Cambridge, Massachusetts-The special exhibition Classicism-Romanticism-Realism: German Drawings from Mengs to Menzel in the Harvard University Art Museums will be on display at the Busch-Reisinger Museum from April 4 through June 28, 1998. Organized to coincide with the loan exhibition Fuseli to Menzel: Drawings and Watercolors in the Age of Goethe, this exhibition will present forty-three drawings from German-speaking Central Europe, dating between 1770 to 1880, from the permanent collection of the Art Museums. While modest by the standards of German museums or private collections like the one from which Fuseli to Menzel has been selected, Harvard's holdings of drawings from this period rank among the most comprehensive in North America. The works to be exhibited illustrate the major stylistic changes in German art from the neoclassicism of the later eighteenth century to the romantic revolution and early realism of the nineteenth, and they include drawings by some of principal exponents of these trends, such as Anton Raphael Mengs, Henry Fuseli, Joseph Anton Koch, Franz Horny, and Adolph Menzel. In addition to complementing Fuseli to Menzel, the exhibition celebrates a century of collecting Central European drawings at Harvard. Classicism-Romanticism-Realism is organized by William W. Robinson, curator of drawings.
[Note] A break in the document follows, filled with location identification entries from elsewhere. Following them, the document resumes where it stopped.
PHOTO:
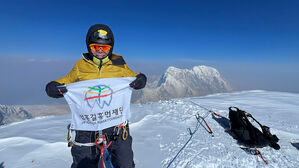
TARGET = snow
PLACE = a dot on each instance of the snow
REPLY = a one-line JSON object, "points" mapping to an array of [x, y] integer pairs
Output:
{"points": [[159, 130]]}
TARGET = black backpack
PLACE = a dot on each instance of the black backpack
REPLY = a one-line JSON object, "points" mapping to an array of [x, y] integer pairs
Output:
{"points": [[248, 134]]}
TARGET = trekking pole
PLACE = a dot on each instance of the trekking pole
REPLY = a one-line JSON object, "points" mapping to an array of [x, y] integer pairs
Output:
{"points": [[209, 130]]}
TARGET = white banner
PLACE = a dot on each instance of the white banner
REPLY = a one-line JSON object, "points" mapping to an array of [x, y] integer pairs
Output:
{"points": [[99, 103]]}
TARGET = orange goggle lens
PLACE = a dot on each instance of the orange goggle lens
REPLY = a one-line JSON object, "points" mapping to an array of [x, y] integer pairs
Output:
{"points": [[97, 47]]}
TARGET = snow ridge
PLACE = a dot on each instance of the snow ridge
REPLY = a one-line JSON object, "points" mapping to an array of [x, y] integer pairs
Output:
{"points": [[178, 83]]}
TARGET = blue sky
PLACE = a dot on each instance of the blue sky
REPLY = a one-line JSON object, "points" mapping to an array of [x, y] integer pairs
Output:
{"points": [[151, 30], [253, 43]]}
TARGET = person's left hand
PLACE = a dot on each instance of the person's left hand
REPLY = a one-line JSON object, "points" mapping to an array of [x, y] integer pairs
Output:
{"points": [[139, 82]]}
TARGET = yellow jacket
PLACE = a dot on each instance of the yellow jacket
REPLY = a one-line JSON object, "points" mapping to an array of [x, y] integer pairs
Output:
{"points": [[86, 69]]}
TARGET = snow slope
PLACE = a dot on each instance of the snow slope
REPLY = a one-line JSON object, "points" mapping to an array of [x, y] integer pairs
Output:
{"points": [[159, 130]]}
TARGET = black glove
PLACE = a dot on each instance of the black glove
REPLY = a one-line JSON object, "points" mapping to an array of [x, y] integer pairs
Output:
{"points": [[139, 82], [54, 91]]}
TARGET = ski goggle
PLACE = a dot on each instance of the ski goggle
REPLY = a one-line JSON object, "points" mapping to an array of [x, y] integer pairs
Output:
{"points": [[96, 47]]}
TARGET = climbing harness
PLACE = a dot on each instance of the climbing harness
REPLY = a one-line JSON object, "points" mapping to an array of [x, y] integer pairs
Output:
{"points": [[105, 161]]}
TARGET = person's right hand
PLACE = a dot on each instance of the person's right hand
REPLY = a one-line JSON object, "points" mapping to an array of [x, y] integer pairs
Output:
{"points": [[53, 89]]}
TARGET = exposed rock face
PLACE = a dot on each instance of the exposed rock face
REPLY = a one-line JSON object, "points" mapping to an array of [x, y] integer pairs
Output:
{"points": [[178, 83], [9, 114]]}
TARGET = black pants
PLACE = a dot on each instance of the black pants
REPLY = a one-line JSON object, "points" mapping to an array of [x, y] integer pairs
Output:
{"points": [[88, 157]]}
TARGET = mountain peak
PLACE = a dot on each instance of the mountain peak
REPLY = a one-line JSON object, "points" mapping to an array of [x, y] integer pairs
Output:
{"points": [[175, 82]]}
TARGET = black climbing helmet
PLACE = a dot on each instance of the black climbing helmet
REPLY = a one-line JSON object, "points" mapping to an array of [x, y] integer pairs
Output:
{"points": [[99, 34]]}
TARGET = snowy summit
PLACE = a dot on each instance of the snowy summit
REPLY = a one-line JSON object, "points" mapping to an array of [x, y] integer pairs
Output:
{"points": [[159, 130], [178, 83]]}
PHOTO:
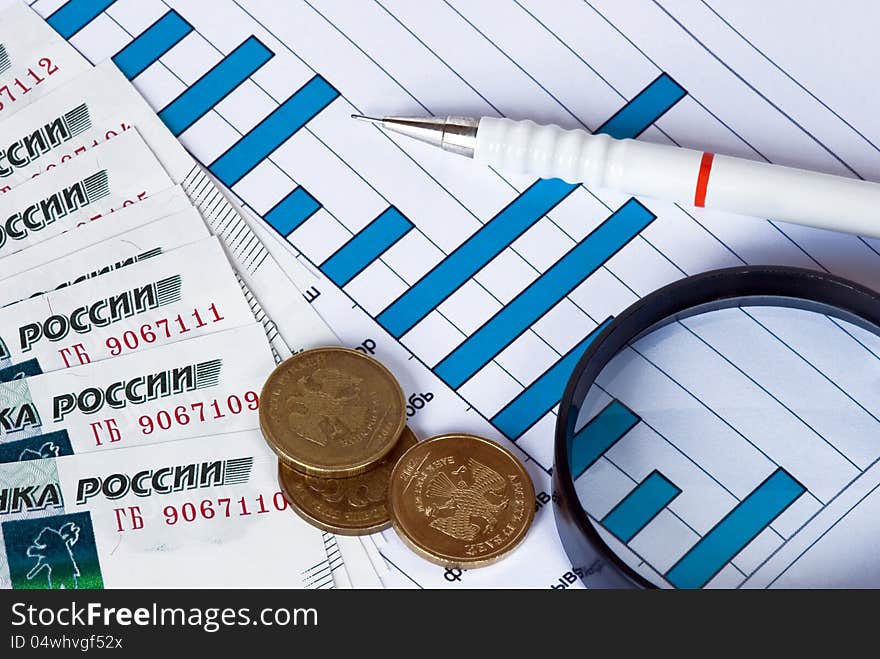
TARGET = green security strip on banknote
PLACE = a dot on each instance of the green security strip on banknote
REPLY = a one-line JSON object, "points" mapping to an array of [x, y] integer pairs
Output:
{"points": [[114, 175], [200, 387], [201, 512], [188, 292], [138, 244], [170, 201]]}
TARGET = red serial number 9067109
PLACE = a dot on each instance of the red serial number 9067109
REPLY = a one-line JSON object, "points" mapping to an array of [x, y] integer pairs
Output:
{"points": [[199, 412]]}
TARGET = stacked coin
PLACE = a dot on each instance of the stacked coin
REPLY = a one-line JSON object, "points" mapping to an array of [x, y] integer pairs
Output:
{"points": [[348, 463]]}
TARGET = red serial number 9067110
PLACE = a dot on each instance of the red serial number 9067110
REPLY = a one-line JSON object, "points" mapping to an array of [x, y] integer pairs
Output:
{"points": [[225, 507]]}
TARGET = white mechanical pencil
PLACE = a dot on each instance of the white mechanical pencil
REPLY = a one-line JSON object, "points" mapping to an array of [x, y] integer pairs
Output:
{"points": [[685, 176]]}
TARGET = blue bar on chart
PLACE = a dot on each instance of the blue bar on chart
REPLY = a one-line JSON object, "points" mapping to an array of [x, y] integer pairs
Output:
{"points": [[273, 131], [544, 293], [74, 15], [543, 394], [470, 257], [643, 503], [215, 85], [741, 525], [601, 433], [522, 213], [151, 44], [646, 108], [289, 213], [366, 246]]}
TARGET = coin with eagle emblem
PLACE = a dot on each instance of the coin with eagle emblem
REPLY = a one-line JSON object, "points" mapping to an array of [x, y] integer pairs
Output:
{"points": [[461, 501], [347, 506], [332, 412]]}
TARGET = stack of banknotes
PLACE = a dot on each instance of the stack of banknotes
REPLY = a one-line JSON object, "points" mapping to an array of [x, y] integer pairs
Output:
{"points": [[139, 317]]}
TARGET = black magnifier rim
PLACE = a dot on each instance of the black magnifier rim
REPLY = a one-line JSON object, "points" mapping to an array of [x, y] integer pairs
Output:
{"points": [[716, 289]]}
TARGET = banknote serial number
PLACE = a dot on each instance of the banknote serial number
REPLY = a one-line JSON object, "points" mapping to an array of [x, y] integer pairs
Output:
{"points": [[109, 134], [224, 507], [19, 86], [149, 333], [199, 412]]}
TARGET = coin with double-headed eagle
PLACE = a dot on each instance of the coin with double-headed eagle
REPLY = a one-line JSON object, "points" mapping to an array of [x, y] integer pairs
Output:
{"points": [[332, 412], [461, 501]]}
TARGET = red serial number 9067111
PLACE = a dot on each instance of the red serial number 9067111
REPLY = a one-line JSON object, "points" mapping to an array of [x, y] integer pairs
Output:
{"points": [[163, 328]]}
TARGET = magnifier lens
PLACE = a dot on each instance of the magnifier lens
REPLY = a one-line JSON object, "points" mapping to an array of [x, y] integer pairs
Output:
{"points": [[737, 448]]}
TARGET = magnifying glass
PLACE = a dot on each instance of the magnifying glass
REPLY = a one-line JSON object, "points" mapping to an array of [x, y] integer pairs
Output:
{"points": [[724, 432]]}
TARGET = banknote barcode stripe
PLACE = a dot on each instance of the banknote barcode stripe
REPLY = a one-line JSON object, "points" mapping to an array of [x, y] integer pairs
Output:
{"points": [[150, 253], [237, 471], [5, 64], [168, 290], [78, 120], [97, 185], [208, 373]]}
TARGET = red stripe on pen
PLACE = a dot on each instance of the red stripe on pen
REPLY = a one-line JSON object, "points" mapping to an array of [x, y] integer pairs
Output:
{"points": [[703, 179]]}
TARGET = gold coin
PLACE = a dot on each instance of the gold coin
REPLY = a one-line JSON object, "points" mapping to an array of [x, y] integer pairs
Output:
{"points": [[347, 506], [461, 501], [332, 412]]}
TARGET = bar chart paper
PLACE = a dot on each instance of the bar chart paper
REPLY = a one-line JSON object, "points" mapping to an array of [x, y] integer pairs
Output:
{"points": [[481, 288]]}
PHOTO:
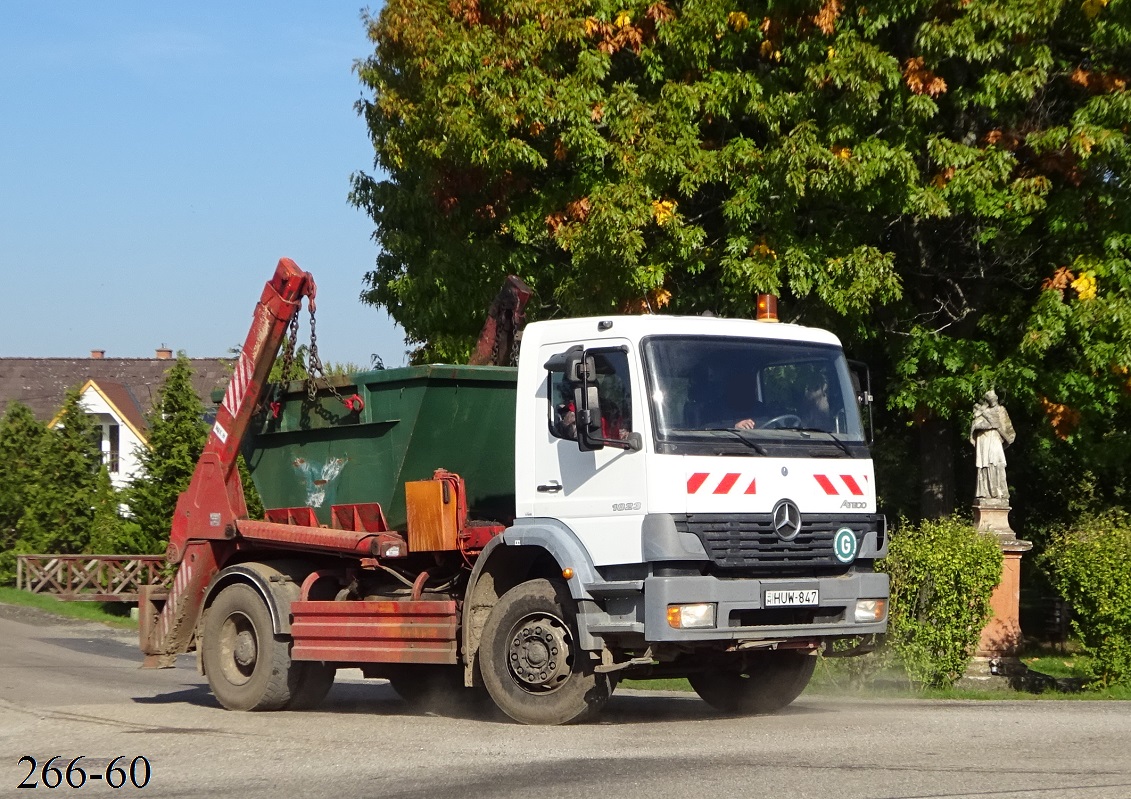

In 1892 Belinda L. Randall (1816-1897) donated to Harvard College the art collection formed by her brother, John Witt Randall (1813-1892) of the Harvard class of 1834. Along with his fifteen thousand prints, Randall had assembled some six hundred drawings. In 1898, when it was transferred from the Boston Museum of Fine Arts to the new Fogg Art Museum, the Randall gift effectively established Harvard's drawing collection. About 245 of the Randall drawings belong to the German school, and most of these date from the period 1750-1850. While in terms of artistic quality many of the Randall drawings are decidedly mediocre, the collection does include several eighteenth- and early-nineteent-century German works that are of more than passing interest.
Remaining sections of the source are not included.